Agathe et moi nous regardâmes. Sans rien dire, nos émotions circulèrent de l'un à l'autre. Si des personnes étaient parvenues à empêcher que je sois attiré par elle, de quoi serait capable ces mêmes individus alors que nous étions sur le point de nous marier ? Le prêtre réapparut rapidement en tenant en main de quoi recouvrir la bague.

- Voilà une première chose de faite, annonça le vieil homme. Par contre, je doute que ce soit suffisant pour cacher votre relation. Quiconque vous verrez ensemble saurait à l'instant même que quelque chose s'est passé entre vous et que vous n'êtes plus de simples amis. Je ne vois pas d'autre solution que de vous éloigner pendant le temps nécessaire. Hmm, voyons voir...

Même si cette solution ne m'enchantait guère, je reconnus qu'elle était la plus sage de toutes. Ne plus être vu ensemble était la meilleure façon pour ne pas attirer l'attention.

- Il faudrait que nous soyons séparés, dis-je. Mais uniquement dans l'esprit des gens, car il n'est pas question que l'on se sépare d'ici au mariage.

- C'est la saison des salons en ce moment. Il n'est pas rare que nous fermions nos boutiques pour nous rendre sur les salons ou les foires aux antiquaires.

- Oui, mais pas en même temps. Quand tu pars, c'est moi qui m'occupe de ta boutique et réciproquement. Fermer en même temps attirerait l'attention autant que si nous restions ensemble.

Agathe fit une moue déçue. Mais elle comprit que je disais vrai. Elle chercha une autre solution.

- Si je me souviens bien, il va y avoir plusieurs grosses foires aux antiquaires à Londres dans les jours qui viennent. Elle va durer plusieurs jours, réfléchit ma fiancée.

- Et il y aura des brocantes dans le sud de l'Angleterre jusqu'à la fin du mois. L'un de nous pourrait officiellement s'y rendre.

- Exactement. Tu pourrais dire que tu t'y rends. Pas besoin de préciser dans lesquelles tu irais. De mon côté, je pourrais me rendre en Belgique et aux Pays-Bas. J'y vais une ou deux fois par an pour me fournir là-bas auprès de collègues locaux.
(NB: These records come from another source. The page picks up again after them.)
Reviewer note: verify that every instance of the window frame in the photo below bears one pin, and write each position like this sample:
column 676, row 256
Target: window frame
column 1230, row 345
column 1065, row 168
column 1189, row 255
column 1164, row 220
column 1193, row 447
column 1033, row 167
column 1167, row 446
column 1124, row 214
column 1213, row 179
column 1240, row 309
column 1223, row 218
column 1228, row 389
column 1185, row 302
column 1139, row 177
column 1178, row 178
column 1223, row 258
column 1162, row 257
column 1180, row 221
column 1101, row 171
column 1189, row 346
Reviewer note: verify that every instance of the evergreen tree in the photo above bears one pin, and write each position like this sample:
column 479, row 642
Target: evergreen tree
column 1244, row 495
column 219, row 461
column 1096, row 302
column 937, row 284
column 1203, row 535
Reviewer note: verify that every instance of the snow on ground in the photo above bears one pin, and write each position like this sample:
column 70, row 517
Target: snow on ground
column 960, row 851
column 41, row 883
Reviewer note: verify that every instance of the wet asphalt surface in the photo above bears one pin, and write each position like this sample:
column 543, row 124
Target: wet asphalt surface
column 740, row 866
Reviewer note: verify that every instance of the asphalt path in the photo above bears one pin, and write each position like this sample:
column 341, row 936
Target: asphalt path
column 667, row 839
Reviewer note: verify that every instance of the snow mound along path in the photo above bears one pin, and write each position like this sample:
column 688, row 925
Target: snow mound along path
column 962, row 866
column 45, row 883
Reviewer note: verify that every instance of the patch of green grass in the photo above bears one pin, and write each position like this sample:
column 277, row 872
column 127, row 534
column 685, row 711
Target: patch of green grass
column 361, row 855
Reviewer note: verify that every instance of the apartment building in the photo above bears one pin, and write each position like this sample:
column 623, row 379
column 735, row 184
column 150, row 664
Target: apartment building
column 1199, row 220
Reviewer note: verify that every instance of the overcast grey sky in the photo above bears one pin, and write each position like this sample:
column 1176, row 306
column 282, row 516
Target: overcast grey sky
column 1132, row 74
- Tout cela me semble plausible, admit le prêtre. Cela devrait être suffisant pour déjouer la curiosité. Toutefois, il ne faut pas que l'on vous voit partir ensemble. Et je crois qu'il serait plus prudent que vous laissiez vos véhicules derrière vous durant ce périple. Il sera plus facile de passer inaperçu avec d'autres voitures.

- En principe, nous louons des fourgonnettes pour pouvoir rapporter la marchandise que nous achetons, expliquai-je.

- Alors ce sera parfait.

- Par contre, il faudra bien que l'on vous contacte pour l'organisation du mariage, reprit Agathe. Est-ce que Émilie pourrait nous servir d'intermédiaire ?

- C'est une jeune femme sensée et prudente. Elle fera parfaitement l'affaire, accorda le religieux.

- Dans ce cas, j'irai la voir dès que j'aurai mis un avis sur la porte de ma boutique, ajoutai-je.

- Je mettrai un mot sur ma boutique un peu plus tard. Nous devons convenir d'un endroit pour nous retrouver afin de quitter la ville.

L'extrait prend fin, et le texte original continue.